Insights from paper: The Snowflake Elastic Data Warehouse

Aug 22, 2024

1. Abstract

Traditional data warehousing systems are designed for fixed resources and cannot leverage the cloud's elasticity. They mainly depend on complex ETL pipelines.

The Snowflake team’s mission was to build an enterprise-ready data warehousing solution for the cloud.

The Snowflake Elastic Data Warehouse, also known as Snowflake, is a multi-tenant, transactional, secure, highly scalable, and elastic system.

It has full SQL support and built-in extensions for semi-structured and schema-less data.

Snowflake is available as a pay-as-you-go service in the Amazon cloud.

Users upload their data to the cloud and can immediately manage and query it using familiar tools and interfaces.

The system runs several million queries per day over multiple petabytes of data.

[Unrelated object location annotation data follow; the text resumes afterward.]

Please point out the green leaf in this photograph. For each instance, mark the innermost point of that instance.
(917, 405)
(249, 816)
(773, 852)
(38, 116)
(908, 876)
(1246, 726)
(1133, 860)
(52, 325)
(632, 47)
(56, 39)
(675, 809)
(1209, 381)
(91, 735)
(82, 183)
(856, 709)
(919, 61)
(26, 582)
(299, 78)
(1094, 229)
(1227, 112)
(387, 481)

The paper describes the design of Snowake and its novel multi-cluster, shared-data architecture.

2. Introduction

Cloud made execution away from local servers to shared data centers. It is excellent, but we can take advantage of it if the software scales elastically in the cloud.

Traditional data warehousing software is outdated. It was designed to run on small, static clusters of well-behaved machines.

Other than software, Data has also changed. Previously, most of the data in a data warehouse came from within the organization, but now it comes from less controllable or external sources.

The data frequently arrives in schema-less and semi-structured formats.

The Snowflake team decided to build an entirely new data warehousing system specifically for the cloud.

Following are the key features of Snowflake. We will discuss them in detail later.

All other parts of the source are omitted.